Everyone from scientists to self-help gurus have long sought the secret to happiness, contributing a series of theories, formulas and advice that range from the outlandish to the practical.
One popular formula, positive psychologist Barbara Fredrickson's "golden ratio," was recently revived in a TIME post, but is there any truth to it?
The theory posits that we must have three positive emotions for every one negative emotion in order to thrive -- this ratio is the definitive tipping point for happiness and flourishing, the Positivity author concluded. And, by this calculation, Fredrickson's research has suggested that less than 20 percent of people are thriving.
Fredrickson and colleague Marcial Losada originally outlined their "positivity calculus" theory -- drawn from fluid dynamics, a subfield of physics -- in a 2005 paper published in the journal American Psychologist. In it, they suggest that flourishing is associated with positivity ratios of about 2.9 and that a more common ratio of 2-to-1 could help people "get by," but not thrive.

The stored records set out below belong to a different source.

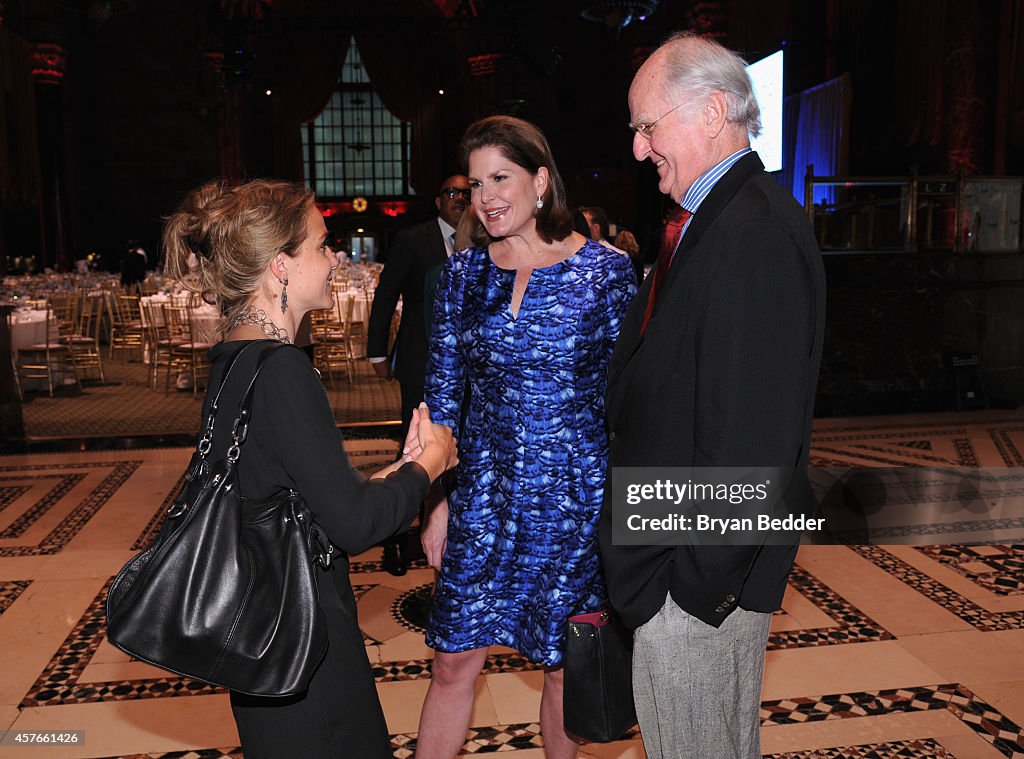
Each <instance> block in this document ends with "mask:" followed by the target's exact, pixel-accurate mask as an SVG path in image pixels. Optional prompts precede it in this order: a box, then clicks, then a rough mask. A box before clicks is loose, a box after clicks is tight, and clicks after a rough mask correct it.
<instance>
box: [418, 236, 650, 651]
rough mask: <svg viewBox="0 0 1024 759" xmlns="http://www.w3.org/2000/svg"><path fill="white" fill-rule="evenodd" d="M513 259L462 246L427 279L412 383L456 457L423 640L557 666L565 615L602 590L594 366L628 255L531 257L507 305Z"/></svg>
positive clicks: (623, 300)
mask: <svg viewBox="0 0 1024 759" xmlns="http://www.w3.org/2000/svg"><path fill="white" fill-rule="evenodd" d="M515 273H516V272H515V271H513V270H508V269H502V268H499V267H498V266H496V265H495V264H494V263H493V262H492V260H490V256H489V253H488V252H487V249H486V248H471V249H469V250H465V251H463V252H461V253H457V254H456V255H454V256H452V258H451V259H450V260H449V262H447V264H446V265H445V266H444V271H443V273H442V275H441V279H440V282H439V283H438V286H437V295H436V301H435V304H434V317H433V333H432V336H431V342H430V355H429V359H428V362H427V381H426V387H425V397H426V402H427V405H428V406H429V407H430V410H431V412H432V415H433V420H434V421H435V422H439V423H441V424H446V425H449V426H451V427H452V428H453V429H454V430H456V435H457V436H458V438H459V457H460V460H461V463H460V465H459V469H458V473H457V478H456V486H455V490H454V492H453V493H452V494H451V496H450V498H449V505H450V511H449V532H447V549H446V550H445V552H444V557H443V560H442V563H441V572H440V576H439V578H438V580H437V588H436V591H435V595H434V602H433V610H432V612H431V616H430V622H429V625H428V628H427V644H428V645H430V646H431V647H433V648H435V649H437V650H441V651H447V652H455V651H464V650H469V649H472V648H479V647H482V646H487V645H490V644H493V643H501V644H504V645H507V646H510V647H512V648H515V649H517V650H518V651H520V652H521V653H523V655H524V656H525V657H527V658H528V659H529V660H530V661H532V662H537V663H539V664H544V665H548V666H557V665H558V664H560V663H561V659H562V648H563V643H564V641H563V637H564V627H565V620H566V619H567V618H568V616H569V615H571V614H572V613H573V612H575V610H593V609H595V608H597V607H599V606H600V605H601V604H602V603H603V601H604V598H605V595H604V587H603V584H602V582H601V577H600V567H599V560H598V554H597V520H598V515H599V513H600V510H601V499H602V491H603V488H604V471H605V460H606V457H607V441H606V437H605V434H606V433H605V426H604V390H605V382H606V376H605V373H606V369H607V365H608V359H609V357H610V355H611V347H612V344H613V343H614V341H615V338H616V337H617V335H618V328H620V325H621V324H622V320H623V317H624V315H625V313H626V309H627V307H628V306H629V304H630V301H631V300H632V299H633V296H634V294H635V293H636V283H635V275H634V273H633V264H632V263H631V262H630V258H629V256H625V255H623V254H622V253H618V252H616V251H612V250H608V249H607V248H605V247H603V246H601V245H598V244H597V243H594V242H590V241H588V242H587V244H586V245H585V246H584V247H583V248H581V249H580V250H579V251H577V253H575V254H574V255H572V256H570V257H569V258H567V259H566V260H564V261H561V262H559V263H556V264H554V265H553V266H548V267H545V268H539V269H535V270H534V272H532V275H531V277H530V280H529V284H528V285H527V287H526V292H525V295H524V296H523V300H522V305H521V306H520V308H519V312H518V315H517V317H516V318H513V315H512V310H511V302H512V287H513V284H514V283H515ZM467 386H468V393H469V395H468V398H469V402H468V403H469V407H468V415H467V417H466V421H465V425H464V427H465V428H464V429H462V430H460V419H461V416H462V414H461V412H462V404H463V397H464V391H465V390H466V388H467Z"/></svg>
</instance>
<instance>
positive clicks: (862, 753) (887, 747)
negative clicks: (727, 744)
mask: <svg viewBox="0 0 1024 759" xmlns="http://www.w3.org/2000/svg"><path fill="white" fill-rule="evenodd" d="M530 727H532V725H527V726H523V725H497V726H495V727H492V728H487V730H489V731H490V732H487V733H484V732H482V731H480V732H478V733H477V734H476V735H475V737H474V739H473V740H472V741H471V742H467V744H466V745H465V746H464V747H463V749H462V751H460V752H459V756H467V755H471V754H484V753H486V754H493V753H497V752H502V753H505V752H508V751H518V750H520V749H536V748H539V747H541V746H543V745H544V741H543V739H541V737H540V736H539V735H535V734H534V733H532V732H530V731H529V728H530ZM474 732H476V731H474ZM492 732H493V733H494V734H492ZM506 733H507V734H508V740H507V741H505V742H504V743H503V742H502V741H501V739H502V737H505V736H506ZM634 740H638V739H636V737H635V736H634ZM585 749H586V747H585ZM391 750H392V751H393V752H394V757H395V759H409V758H410V757H413V756H415V753H416V735H415V733H398V734H395V735H392V736H391ZM244 756H245V755H244V754H243V753H242V749H241V748H238V747H237V748H233V749H204V750H202V751H181V752H173V753H170V754H131V755H127V756H121V757H105V759H243V757H244ZM897 758H898V759H955V757H953V755H952V754H950V753H949V752H947V751H946V750H945V749H944V748H942V746H941V745H940V744H938V743H937V742H935V741H932V740H931V739H923V740H920V741H894V742H891V743H885V744H865V745H863V746H847V747H841V748H835V749H815V750H813V751H796V752H786V753H785V754H764V755H763V759H897Z"/></svg>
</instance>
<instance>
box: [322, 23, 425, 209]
mask: <svg viewBox="0 0 1024 759" xmlns="http://www.w3.org/2000/svg"><path fill="white" fill-rule="evenodd" d="M409 143H410V125H409V122H404V121H399V120H398V119H396V118H395V117H394V116H393V115H392V114H391V112H389V111H388V110H387V109H386V108H384V103H383V102H382V101H381V98H380V97H379V96H378V95H377V93H376V92H375V91H374V87H373V84H372V83H371V82H370V78H369V77H368V76H367V70H366V69H365V68H364V67H362V58H361V57H359V51H358V49H357V48H356V47H355V41H354V40H352V42H351V44H349V46H348V55H347V56H346V57H345V64H344V66H343V67H342V70H341V78H340V79H339V81H338V89H337V90H336V91H335V93H334V94H333V95H332V96H331V101H330V102H329V103H328V104H327V108H325V109H324V111H323V113H321V115H319V116H317V117H316V119H315V120H314V121H313V122H311V123H309V124H305V125H303V127H302V153H303V156H304V161H305V170H306V181H308V182H309V186H310V187H312V189H313V191H314V192H315V193H316V195H317V197H319V198H321V199H324V200H331V199H340V198H356V197H367V198H370V197H381V196H406V195H414V193H413V189H412V187H410V185H409V156H410V149H409Z"/></svg>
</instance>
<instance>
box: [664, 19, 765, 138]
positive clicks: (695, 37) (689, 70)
mask: <svg viewBox="0 0 1024 759" xmlns="http://www.w3.org/2000/svg"><path fill="white" fill-rule="evenodd" d="M655 53H656V54H660V55H663V56H664V59H665V66H666V71H667V72H668V75H667V78H668V83H669V85H670V86H671V87H672V88H673V89H675V90H676V91H677V92H679V93H681V94H683V95H684V96H686V97H693V98H694V99H695V100H698V101H700V102H701V103H702V102H703V101H705V100H706V99H707V97H708V96H709V95H710V94H711V93H712V92H721V93H722V94H724V95H725V99H726V102H727V103H728V112H727V113H726V121H728V122H729V123H731V124H742V125H743V126H744V127H745V128H746V131H748V133H749V134H750V135H751V136H752V137H756V136H758V135H759V134H760V133H761V109H759V108H758V101H757V99H756V98H755V97H754V86H753V85H752V84H751V78H750V77H749V76H748V75H746V69H745V67H746V61H745V60H743V59H742V58H741V57H740V56H739V55H738V54H737V53H735V52H733V51H732V50H729V49H728V48H725V47H723V46H722V45H720V44H719V43H717V42H715V41H713V40H709V39H705V38H702V37H697V36H695V35H693V34H692V33H690V32H677V33H676V34H674V35H672V36H671V37H669V39H668V40H666V41H665V43H664V44H663V45H662V46H660V47H659V48H657V50H656V51H655Z"/></svg>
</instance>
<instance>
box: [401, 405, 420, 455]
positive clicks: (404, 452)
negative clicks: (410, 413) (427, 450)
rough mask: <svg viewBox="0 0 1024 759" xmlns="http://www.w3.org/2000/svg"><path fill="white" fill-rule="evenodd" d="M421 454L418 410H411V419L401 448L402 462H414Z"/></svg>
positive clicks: (402, 443)
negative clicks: (406, 433) (408, 431)
mask: <svg viewBox="0 0 1024 759" xmlns="http://www.w3.org/2000/svg"><path fill="white" fill-rule="evenodd" d="M422 453H423V448H421V446H420V410H419V409H413V419H412V421H410V423H409V433H408V434H407V435H406V439H404V441H403V442H402V447H401V456H402V461H415V460H416V458H417V457H418V456H419V455H420V454H422Z"/></svg>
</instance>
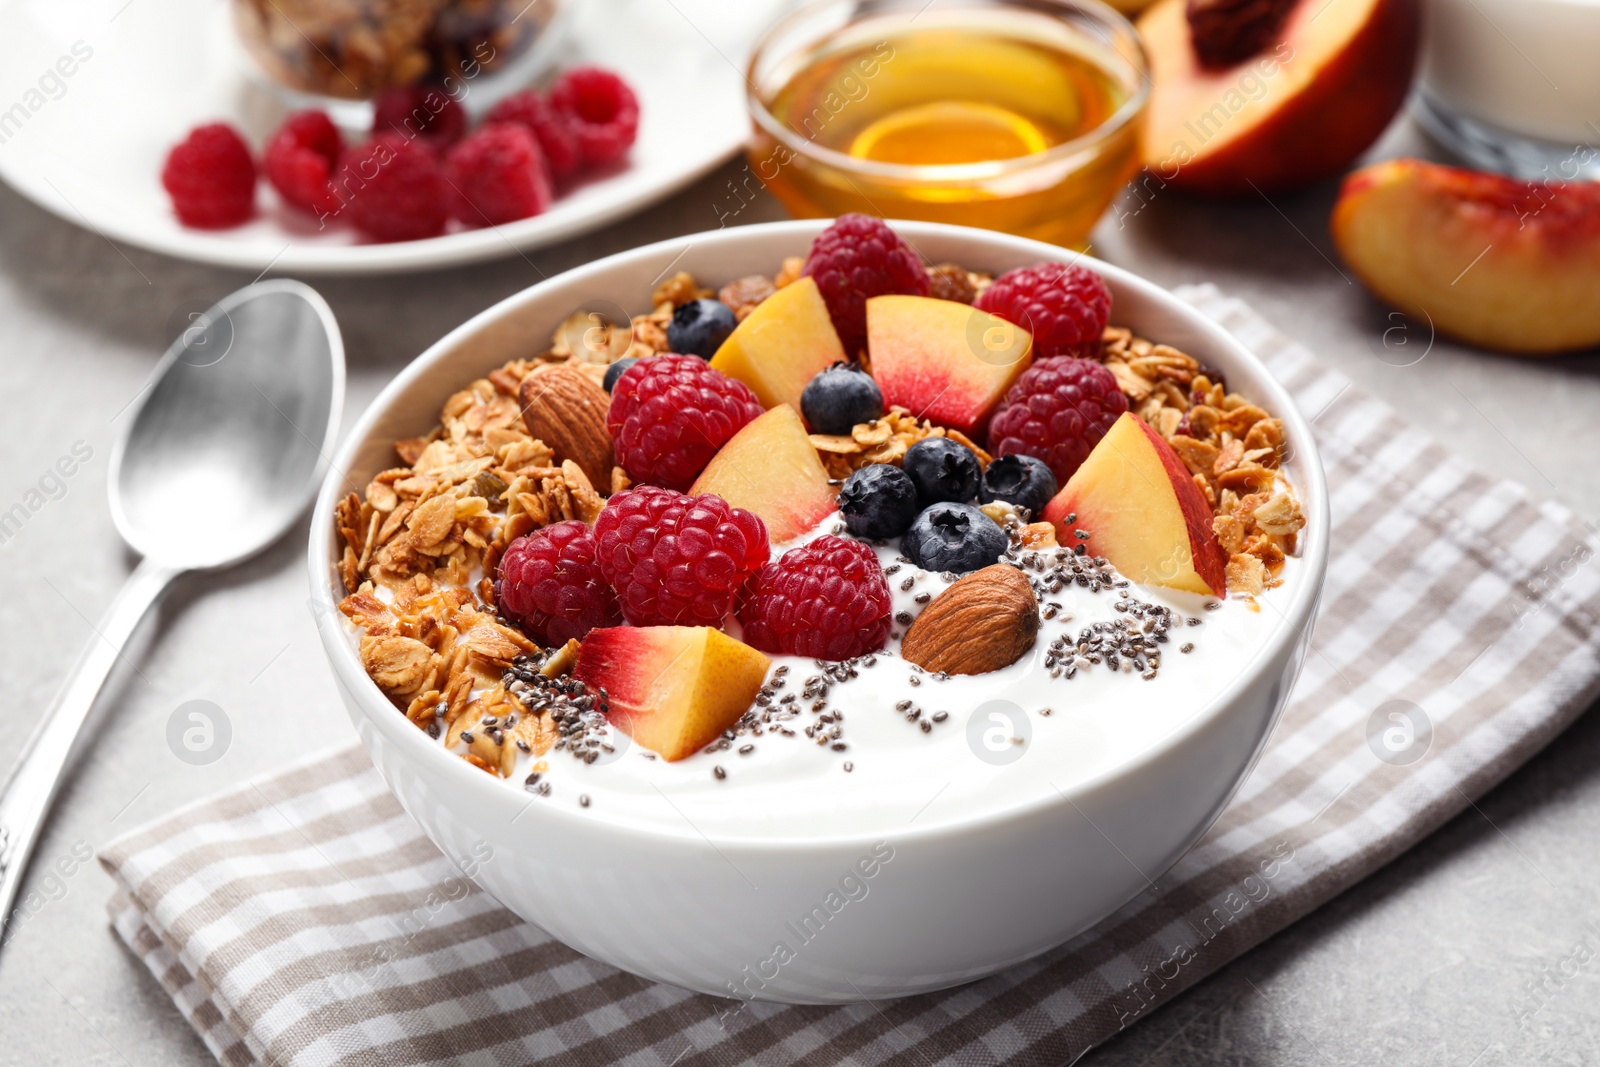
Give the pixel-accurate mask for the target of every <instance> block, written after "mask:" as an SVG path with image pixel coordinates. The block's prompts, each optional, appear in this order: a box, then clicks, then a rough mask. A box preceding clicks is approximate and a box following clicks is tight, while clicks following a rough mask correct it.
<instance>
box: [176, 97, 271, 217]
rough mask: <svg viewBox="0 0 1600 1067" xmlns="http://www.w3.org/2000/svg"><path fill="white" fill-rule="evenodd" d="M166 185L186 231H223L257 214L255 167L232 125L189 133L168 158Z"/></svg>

The 3-to-1 ratio applies to overall happiness, but needs within particular scenarios look quite different, according to their paradigm. For example, successful relationships require a 5-to-1 ratio of positive to negative experiences in order to thrive in the long term.
But before you start keeping tally of your positive and negative experiences (or deem yourself "unflourishing" if your positive-negative ratio is 2:1 or worse) consider: A paper published last year in American Psychologist, suggests that Fredrickson's positivity ratio may be not have much of a real basis in psychological science. For one, Fredrickson and Losada never explain how an advanced mathematical tool -- a formula -- can be applied to human emotion, the paper's authors argue.
"We ﬁnd no theoretical or empirical justification for the use of differential equations drawn from ﬂuid dynamics, a subﬁeld of physics, to describe changes in human emotions over time," wrote the authors. "The lack of relevance of these equations and their incorrect application lead us to conclude that Fredrickson and Losada’s claim to have demonstrated the existence of a critical minimum positivity ratio of 2.9013 is entirely unfounded."
Regardless we can safely assume that bringing more positive experiences into our lives and learning to better appreciate good moments can bolster our happiness.
"People don't recognize the hidden power of everyday experiences," psychologist Rick Hanson, author of Hardwiring Happiness, told The Huffington Post last year. "We're surrounded by opportunities -- 10 seconds here or 20 seconds there -- to just register [positive] experiences and learn from them. People don't do that when they could."